Pattie Boyd Calls the Songs George Harrison and Eric Clapton Wrote About Her ‘Haunting’
Former actor and model Pattie Boyd was married to two of the biggest rock stars, George Harrison and Eric Clapton. Boyd met George on the set of The Beatles’ A Hard Day’s Night in 1964. They married in 1966. However, Boyd fell in love with Clapton in the early 1970s.
Both rock stars could not communicate their feelings to Boyd and, instead, chose to write some of rock’s best love songs about her. Boyd thinks those songs are “haunting.”
Boyd said George Harrison and Eric Clapton had an ‘inability to communicate their feelings through normal conversation’
Unintentionally and simultaneously, Boyd became George and Clapton’s muse in the late 1960s.

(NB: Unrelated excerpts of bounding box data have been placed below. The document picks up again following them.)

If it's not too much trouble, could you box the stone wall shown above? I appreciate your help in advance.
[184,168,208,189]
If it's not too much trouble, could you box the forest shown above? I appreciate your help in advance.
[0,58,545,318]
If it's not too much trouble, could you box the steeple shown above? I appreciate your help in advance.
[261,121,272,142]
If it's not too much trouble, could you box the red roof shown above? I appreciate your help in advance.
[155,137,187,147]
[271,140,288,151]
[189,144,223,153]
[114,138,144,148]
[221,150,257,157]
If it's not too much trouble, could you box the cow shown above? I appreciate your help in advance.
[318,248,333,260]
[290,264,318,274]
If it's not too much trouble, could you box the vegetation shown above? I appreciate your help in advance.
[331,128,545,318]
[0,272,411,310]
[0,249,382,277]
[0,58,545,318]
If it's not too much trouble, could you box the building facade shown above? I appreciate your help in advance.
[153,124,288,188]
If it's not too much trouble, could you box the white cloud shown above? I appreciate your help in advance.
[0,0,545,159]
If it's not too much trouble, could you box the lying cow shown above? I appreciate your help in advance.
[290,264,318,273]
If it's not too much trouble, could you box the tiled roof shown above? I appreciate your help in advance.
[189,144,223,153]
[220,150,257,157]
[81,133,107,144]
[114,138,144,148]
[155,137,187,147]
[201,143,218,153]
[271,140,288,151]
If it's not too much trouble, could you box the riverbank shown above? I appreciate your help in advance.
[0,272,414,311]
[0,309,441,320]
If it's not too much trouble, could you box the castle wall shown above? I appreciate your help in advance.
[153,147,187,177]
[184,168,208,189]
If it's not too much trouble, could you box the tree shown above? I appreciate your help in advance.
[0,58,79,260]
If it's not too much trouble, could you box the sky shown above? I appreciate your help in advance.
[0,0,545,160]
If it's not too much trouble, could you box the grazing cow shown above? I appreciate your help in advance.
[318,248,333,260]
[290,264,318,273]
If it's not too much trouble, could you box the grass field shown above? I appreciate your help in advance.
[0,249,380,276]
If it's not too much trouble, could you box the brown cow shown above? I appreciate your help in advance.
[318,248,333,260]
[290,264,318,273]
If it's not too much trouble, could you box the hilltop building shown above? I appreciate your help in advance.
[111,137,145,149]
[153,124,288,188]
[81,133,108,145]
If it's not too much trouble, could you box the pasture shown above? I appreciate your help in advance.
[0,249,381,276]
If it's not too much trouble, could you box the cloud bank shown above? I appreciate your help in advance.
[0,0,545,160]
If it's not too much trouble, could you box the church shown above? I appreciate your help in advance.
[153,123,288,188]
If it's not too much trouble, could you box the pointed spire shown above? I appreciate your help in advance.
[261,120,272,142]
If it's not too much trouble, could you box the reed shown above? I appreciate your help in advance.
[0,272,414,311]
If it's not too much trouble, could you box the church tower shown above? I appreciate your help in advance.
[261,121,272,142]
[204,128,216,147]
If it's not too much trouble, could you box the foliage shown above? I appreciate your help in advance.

In an interview for Harper’s Bazaar, Taylor Swift asked Boyd, “What do you feel might be a factor that artists want to communicate with you through song?”
Boyd replied, “I think in my case both George and Eric had an inability to communicate their feelings through normal conversation. I became a reflection for them.”
George wrote numerous songs for Boyd, including “If I Needed Someone” and one of his best love songs ever, “Something.” Clapton showed Boyd his love by playing her his song, “Layla.” Later, when they got together, Clapton wrote “Wonderful Tonight” about how lovely Boyd looked before going out one night.
Instead of talking about the drama between them (i.e., Clapton and Boyd being in love), George and Clapton engaged in a guitar battle to win Boyd. Even during a critical time in their lives, they couldn’t express their feelings except through music. Clapton won.
“I just hid in my shell, pretending it wasn’t happening,” Boyd told The Age. “It’s the way musicians behave. On reflection, I think it was really beautiful.”
George and Boyd officially divorced in 1977, and Boyd married Clapton in 1979.
Boyd said the songs George and Clapton wrote about her were ‘haunting’
The actor and model told The Age she was flattered when her husband wrote “Something” for her.
“‘Oh my God, that’s really exciting,'” she told George. “I felt totally flattered and thrilled when he said it was about me. But I didn’t realise it was going to be such a fabulous song. The Beatles went back into the studio and added more instruments. But the version I like best is the one George played me in my kitchen, in its raw state.”
As for “Layla,” Boyd’s reaction to the song was a combination of “horror and jubilation,” The Age wrote. “She felt the song was so explicit that everyone in their circle would know she was the seductive Layla, and that by writing it, Clapton was forcing her into a doorway of no return. On the other hand, it was a priceless gift.
“The song got the better of me,” Boyd wrote in her book, Wonderful Today. “With the realisation that I had inspired such passion and such creativity, I could resist no longer.”
Which of the three songs penned about her does Boyd love most? “That’s a difficult question to answer,” Boyd said. “I find them all so haunting. They’re incomparable.”
Boyd said the former Beatle was her soulmate
Reflecting on her marriages to two of the biggest rock stars of the 1960s, Boyd said George and Clapton were utterly different.
Boyd said, “George was a soulmate, Eric was a playmate.” She added that George was the love of her life. However, she loved them both in her way.